Avant les législatives de dimanche, le premier ministre et le président jouent la modestie face à leurs partisans.
Les deux membres de l'exécutif ont répondu trois heures durant aux questions d'un groupe de deux cents supporteurs réunis dans un quartier branché de la capitale. Comme à l'habitude, les participants avaient été sélectionnés par le parti pour leur humeur docile: un militaire bardé de médailles qui célèbre les vertus de sa «grande patrie», un médecin qui avait ausculté devant les télévisions l'épaule de Poutine, démise lors d'une séance de judo, la lauréate 2011 d'un concours de beauté… Une assistance trop révérencieuse pour être sincère, et qui avait reçu pour consigne de célébrer les mérites du couple Poutine-Medvedev.
Signes d'impatience
Mais ce dernier n'a pas été dupe des louanges. «Votre salaire n'est pas vraiment hors normes», a fait remarquer le chef du Kremlin à un chirurgien qui se félicitait de gagner, grâce à l'État… 19.000 roubles par mois (450 euros). «Grâce aux nouvelles salles d'opérations de notre clinique, nous travaillons dans des conditions très confortables et, chaque année, la qualité de nos diagnostics progresse», a insisté le praticien. Peu convaincu, Poutine a jugé que le système de santé russe «ne répondait pas toujours aux standards modernes».À son tour, une habitante de Nijnyi Novgorod, dont l'habitation a disparu dans les incendies de l'été 2010, a qualifié les deux chefs d'État de «magiciens». Grâce à vous, a-t-elle ajouté, «je vis dans une maison bien chauffée». «Mais les autres problèmes ont-ils été résolus?», a demandé Poutine, obligeant son interlocutrice à changer de partition pour avouer que, faute de fosses sceptiques adéquates, les eaux usées des maisons gouvernementales sont aujourd'hui évacuées par camion… Le premier ministre est théoriquement informé de ces malfaçons : en septembre 2010, il avait fait installer une caméra dans son bureau pour suivre en direct l'avancement des travaux.

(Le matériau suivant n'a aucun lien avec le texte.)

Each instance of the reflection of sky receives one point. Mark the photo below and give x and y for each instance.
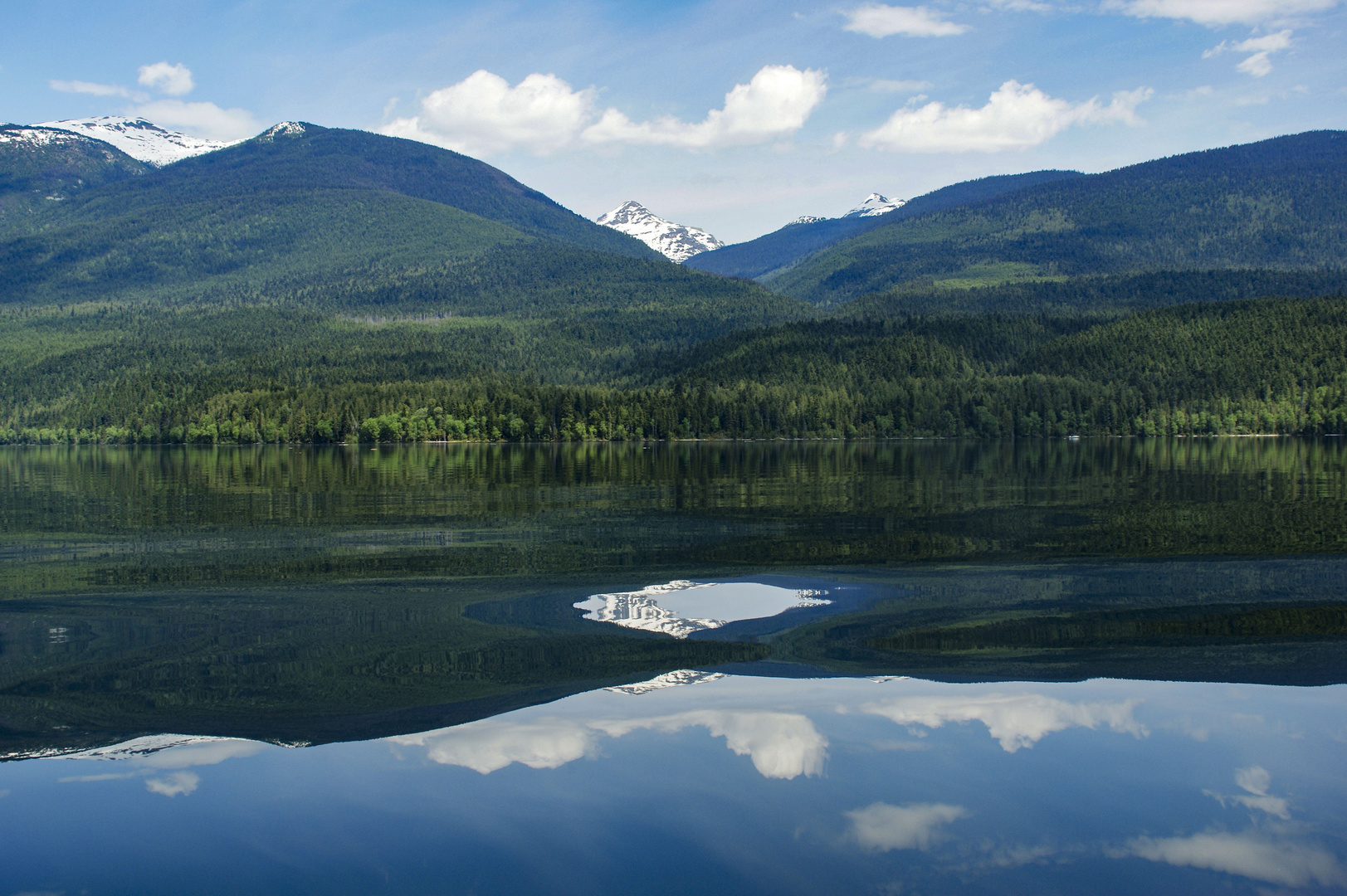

À plusieurs reprises, face à ces discours convenus, les deux hommes ont manifesté des signes d'impatience. Depuis quelques semaines, Vladimir Poutine, dont la cote de popularité subit un effritement, reproche au parti Russie unie de placer le pouvoir exécutif sous couveuse, tout comme les anciens dirigeants soviétiques reprochaient à leur entourage de leur «cacher la réalité du pays». «Russie unie n'est pas toujours à la hauteur et ne réagit pas forcément de manière adéquate», a déclaré le premier ministre, lors du congrès de la formation, dimanche. Le président du parti à la Douma, Boris Gryzlov, terne apparatchik, pourrait être prochainement démis de ses fonctions.
«Depuis l'URSS, le conservatisme règne en politique, déplore le cinéaste Fiodor Bondartchouk, membre de Russie unie. Nous n'avons aucune culture du débat, qui n'a cours que sur Internet. Or, comme l'a montré le printemps arabe, on ne peut pas en faire l'économie.»